The best of them, and also the one set in the most recent past, is David Wagner’s Eismayer. Gerhard Liebmann plays the titular figure, a notoriously tough drill sergeant in the Austrian Armed Forces. His stern tactics don’t seem to ruffle new recruit Falak (Luka Dimic), whose bemused confidence unsettles his trainer—as does his “openly gay” status. All the more so because Eismayer, though married and a father, is also a closet case. Well crafted and acted, this sturdy dramatization (whose real-life protagonists are, we’re informed, still together and still in the military) suffers only from limited psychological insight in its arguably too-brisk script. Dark Star Pictures releases it to U.S. DVD and digital on Oct. 10.

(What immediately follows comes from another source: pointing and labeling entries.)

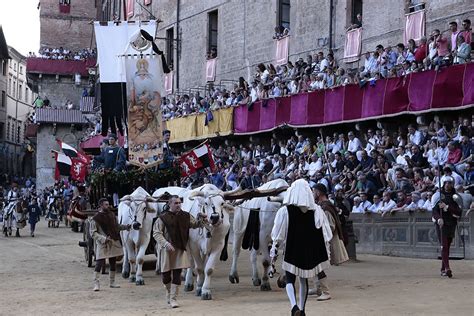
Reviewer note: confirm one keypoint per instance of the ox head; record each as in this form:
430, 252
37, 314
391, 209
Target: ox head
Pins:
213, 205
139, 203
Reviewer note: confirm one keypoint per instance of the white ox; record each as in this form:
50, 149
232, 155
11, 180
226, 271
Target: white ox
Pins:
266, 216
206, 244
137, 209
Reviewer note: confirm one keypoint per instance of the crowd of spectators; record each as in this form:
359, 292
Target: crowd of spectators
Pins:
376, 171
64, 54
321, 71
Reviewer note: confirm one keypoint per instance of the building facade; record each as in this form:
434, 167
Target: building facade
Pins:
66, 23
242, 31
19, 99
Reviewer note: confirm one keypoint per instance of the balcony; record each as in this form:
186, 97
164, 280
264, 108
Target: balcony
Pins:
59, 67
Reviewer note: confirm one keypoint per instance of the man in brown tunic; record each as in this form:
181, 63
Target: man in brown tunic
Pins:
105, 231
171, 232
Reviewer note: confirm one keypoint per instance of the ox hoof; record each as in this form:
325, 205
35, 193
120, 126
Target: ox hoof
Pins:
265, 287
257, 282
234, 278
206, 296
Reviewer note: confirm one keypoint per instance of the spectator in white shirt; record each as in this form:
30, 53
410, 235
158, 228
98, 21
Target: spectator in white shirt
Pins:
387, 203
363, 205
315, 166
414, 136
377, 206
416, 202
354, 144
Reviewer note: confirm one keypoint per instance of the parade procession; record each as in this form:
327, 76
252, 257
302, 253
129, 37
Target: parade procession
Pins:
225, 157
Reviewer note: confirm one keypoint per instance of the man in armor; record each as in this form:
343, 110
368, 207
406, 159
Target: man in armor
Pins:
446, 212
13, 196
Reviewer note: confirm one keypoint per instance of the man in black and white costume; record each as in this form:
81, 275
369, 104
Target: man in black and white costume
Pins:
301, 227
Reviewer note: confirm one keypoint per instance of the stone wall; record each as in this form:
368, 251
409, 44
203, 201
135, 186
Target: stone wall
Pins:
409, 235
46, 141
58, 91
72, 30
246, 30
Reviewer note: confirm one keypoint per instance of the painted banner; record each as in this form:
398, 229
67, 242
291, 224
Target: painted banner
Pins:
144, 83
353, 45
211, 69
169, 83
450, 89
414, 26
281, 51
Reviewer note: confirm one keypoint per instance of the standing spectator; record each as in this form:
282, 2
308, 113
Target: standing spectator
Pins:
453, 27
467, 32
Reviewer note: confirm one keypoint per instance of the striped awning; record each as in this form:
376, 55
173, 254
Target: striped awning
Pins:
62, 116
87, 104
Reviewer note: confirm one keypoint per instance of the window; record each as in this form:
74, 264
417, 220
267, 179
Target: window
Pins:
170, 46
356, 9
284, 14
212, 33
18, 132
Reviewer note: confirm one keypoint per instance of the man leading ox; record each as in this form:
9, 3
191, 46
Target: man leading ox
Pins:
302, 226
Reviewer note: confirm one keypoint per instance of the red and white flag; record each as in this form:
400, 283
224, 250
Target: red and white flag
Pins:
415, 26
198, 158
353, 45
211, 69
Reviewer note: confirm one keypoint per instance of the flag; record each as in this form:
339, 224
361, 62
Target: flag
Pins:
63, 165
78, 170
68, 150
198, 158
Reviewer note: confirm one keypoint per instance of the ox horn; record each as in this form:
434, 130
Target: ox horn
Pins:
126, 198
276, 199
195, 194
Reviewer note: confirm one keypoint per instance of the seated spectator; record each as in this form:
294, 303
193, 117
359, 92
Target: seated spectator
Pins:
417, 202
361, 205
421, 51
403, 201
387, 203
462, 54
377, 206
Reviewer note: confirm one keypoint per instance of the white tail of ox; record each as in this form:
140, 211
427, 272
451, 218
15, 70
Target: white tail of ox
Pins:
137, 210
256, 233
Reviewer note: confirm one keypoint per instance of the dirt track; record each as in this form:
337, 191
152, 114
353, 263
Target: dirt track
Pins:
47, 275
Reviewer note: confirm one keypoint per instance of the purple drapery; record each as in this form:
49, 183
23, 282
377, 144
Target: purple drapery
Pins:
450, 88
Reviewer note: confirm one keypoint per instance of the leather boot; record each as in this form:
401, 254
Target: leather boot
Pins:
112, 280
324, 289
314, 289
96, 281
174, 296
168, 290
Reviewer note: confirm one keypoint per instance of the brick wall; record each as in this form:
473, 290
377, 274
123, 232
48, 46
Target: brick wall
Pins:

Retelling another ultimately inspirational tale with a somewhat heavier hand is Miranda’s Victim, which Vertical Entertainment released to On Demand platforms (and theaters, but none local) last Fri/6. Abigail Breslin plays a Phoenix high schooler who in 1963 was abducted and raped by a stranger while walking home from her job at a movie house. Her assailant (Sebastian Quinn as Ernesto Miranda) was duly convicted. But that got overturned on technicalities in a court case that became famous for instituting that criminal suspects must be appraised of their legal rights, including the right to remain silent, by police or other officials. It was a positive change for the justice system in general, albeit at the cost of re-traumatizing at least one crime victim.

This story can hardly help but have moments of considerable power, particularly while underlining the systemic insensitivity towards sexual assault victims that was typical at the time. But Danner’s professionally mediocre direction and J. Craig Stiles’ on-the-nose screenplay sacrifice nuance for a blunt approach that makes caricatures of the heroine’s unsympathetic mother (Mireille Enos), her boorish eventual husband (Josh Bowman), and the sneering ACLU lawyer (Ryan Philippe) who throws her under the bus to secure a future of “Miranda rights.” (Other significant figures are played by Luke Wilson, Andy Garcia, Kyle McLachlan, Taryn Manning, and Donald Sutherland.) It’s an important subject, though I wish Miranda’s Victim didn’t play quite so much like a hand-wringing Lifetime movie.

Likewise easier to laud for intentions than results is Freedom’s Path from writer-director Brett Smith. Its historical fiction finds naive young Union Army conscript William (Gerran Howell) barely surviving his first battle during the Civil War. Wounded, he’s found by some runaway slaves, but they are soon set upon by a vicious bounty-hunting gang. Only William and Kitch (RJ Cyler) survive, the latter turning out to be an operative of the Underground Railroad, one of whose hideouts the young men retreat to.

William isn’t so much bigoted as ignorant—he has no real racial malice, just lack of experience with anyone unlike himself. Much of Path is taken up with the slowly evolving friendship between these two boys who are still just whelps, despite one being born into a much more brutally disillusioning life than the other. This ambitious indie production is handsomely shot and well-cast, but for its length (131 minutes), there’s not a lot of complexity here.

From the villain’s literal “redneck” (he’s ginger-bearded) to the strained efforts at Terrence Malick-style lyricism, the film is earnest but sentimentally simplistic, as well as a bit plodding. It is, however, useful as a sort of cinematic YA novel, taking a palatably teen-centric approach to an ugly chapter in our national history. It releases to On Demand platforms Tue/10.